Justice Department Inspector General Probing Donald Trump’s Scheme to Oust Acting Attorney General
The Justice Department’s Inspector General announced on Monday that he is launching an investigation into an “improper attempt to have DOJ seek to alter the outcome of the 2020 presidential election,” following a blockbuster report in Friday’s New York Times which revealed that former President Donald Trump plotted with an attorney in the Department of Justice to oust Acting Attorney General Jeffrey Rosen in order to overturn the vote count in Georgia.
“The investigation will encompass all relevant allegations that may arise that are within the scope of the OIG’s jurisdiction,” Justice Department Inspector General Michael Horowitz said.
“The OIG has jurisdiction to investigate allegations concerning the conduct of former and current DOJ employees,” Horowitz added. “The OIG’s jurisdiction does not extend to allegations against other government officials.”
On Saturday, Senate Majority Leader Chuck Schumer (D-NY) demanded that the Justice Department look into “into this attempted sedition,” adding that it was “unconscionable a Trump Justice Department leader would conspire to subvert the people’s will.”
According to The Times, “the unassuming lawyer who worked on the plan, Jeffrey Clark, had been devising ways to cast doubt on the election results and to bolster Mr. Trump’s continuing legal battles and the pressure on Georgia politicians.”
But “because Mr. Rosen had refused the president’s entreaties to carry out those plans, Mr. Trump was about to decide whether to fire Mr. Rosen and replace him with Mr. Clark.”
Clark would then have petitioned Congress to stop its certification of President Joe Biden’s victory in the Electoral College, which was temporarily disrupted during the Trump-led siege on the United States Capitol on January 6th.
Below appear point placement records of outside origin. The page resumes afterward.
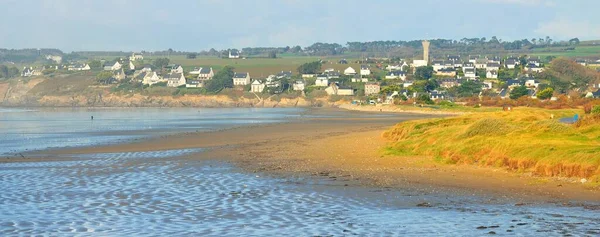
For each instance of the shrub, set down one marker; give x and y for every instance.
(596, 109)
(445, 103)
(489, 127)
(317, 94)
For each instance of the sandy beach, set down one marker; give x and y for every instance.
(350, 149)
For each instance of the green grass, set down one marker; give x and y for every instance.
(524, 140)
(580, 51)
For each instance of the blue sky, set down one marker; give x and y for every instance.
(194, 25)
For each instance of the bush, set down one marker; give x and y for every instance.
(335, 98)
(596, 109)
(488, 127)
(317, 94)
(445, 103)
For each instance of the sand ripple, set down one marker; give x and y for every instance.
(141, 193)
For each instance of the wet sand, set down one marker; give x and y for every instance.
(349, 149)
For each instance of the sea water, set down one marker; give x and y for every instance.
(23, 130)
(153, 193)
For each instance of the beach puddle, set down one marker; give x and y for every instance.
(142, 193)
Trump’s desperate gambit quickly fizzled after Justice Department officials caught wind of the scheme and threatened to resign en masse:
Their informal pact ultimately helped persuade Mr. Trump to keep Mr. Rosen in place, calculating that a furor over mass resignations at the top of the Justice Department would eclipse any attention on his baseless accusations of voter fraud. Mr. Trump’s decision came only after Mr. Rosen and Mr. Clark made their competing cases to him in a bizarre White House meeting that two officials compared with an episode of Mr. Trump’s reality show ‘The Apprentice,’ albeit one that could prompt a constitutional crisis.
The Clark plan, the officials concluded, would seriously harm the department, the government, and the rule of law. For hours, they anxiously messaged and called one another as they awaited Mr. Rosen’s fate.
Trump was impeached on January 13th for inciting an insurrection. His Senate trial begins on Tuesday, February 9th.